VANCOUVER, British Columbia (BP)--A second Canadian province has cleared the way for homosexuals to "marry." The British Columbia Court of Appeal lifted a one-year moratorium on same-sex "marriages" July 8, following an Ontario court ruling that gives homosexuals within the province the right to "marry."

The Canadian government said June 17 it would not appeal the Ontario ruling and moved to draft a law legalizing same-sex "marriage."

The British Columbia Appeal Court had earlier ruled in favor of same-sex "marriages" but imposed a ban until July 2004 to permit the federal government to draft a new law redefining marriage, according to The Toronto Star July 8.

But after the Ontario ruling, homosexual activists asked the British Columbia court to revisit the moratorium. The three-member Appeal Court panel said that neither the British Columbia nor federal attorneys general were opposed to lifting the ban, the Star reported. In their ruling, they cited an unequal application of the law between Ontario and British Columbia.
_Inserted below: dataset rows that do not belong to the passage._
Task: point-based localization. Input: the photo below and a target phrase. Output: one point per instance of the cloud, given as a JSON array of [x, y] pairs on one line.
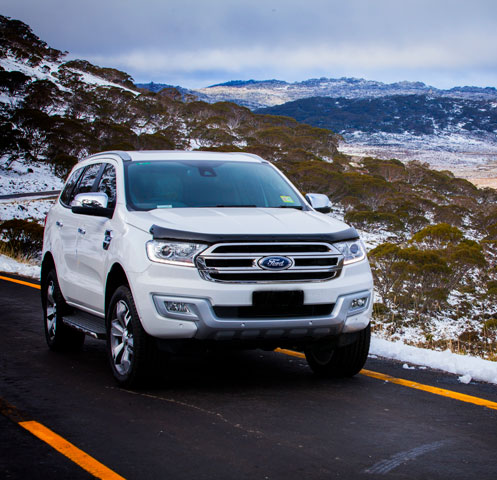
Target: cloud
[[305, 57], [286, 39]]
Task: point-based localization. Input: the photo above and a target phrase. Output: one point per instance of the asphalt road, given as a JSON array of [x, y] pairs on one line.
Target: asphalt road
[[250, 415], [52, 193]]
"That's two provinces down, and may they all fall quickly like dominoes now," Jane Hamilton, who, with her partner Joy Masuhara, was part of the original British Columbia lawsuit to make same-sex "marriage" legal, said in The Globe and Mail newspaper in Toronto July 9.

Nine of 10 provinces have said they will accept the Canadian government's plan to recognize same-sex marriages. Alberta says it won't comply with any changes to the traditional definition of marriage, according to The Globe and Mail.

Immediately after the court lifted the moratorium, two homosexual men took advantage of the ruling by obtaining a marriage license at a British Columbia Vital Statistics Branch just steps from the courthouse. Dressed in black suits with red carnations they were "married" by a United Church minister outside the Law Courts building, The Star reported.

"Whether the nightmare in Canada becomes the nightmare in the United States depends entirely on whether or not evangelical Christians are willing to stand up for what they say they believe in and what the Bible espouses, which is that marriage is between a man and a woman," Richard Land, president of the Southern Baptist Ethics & Religious Liberty Commission, told Baptist Press after the Canadian government's June 17 ruling. "So it's up to us."

Land supports passage of the Federal Marriage Amendment, which would add an amendment to the U.S. Constitution saying that marriage is solely between a man and a woman.

Canada, Belgium and the Netherlands already recognize homosexual "marriage."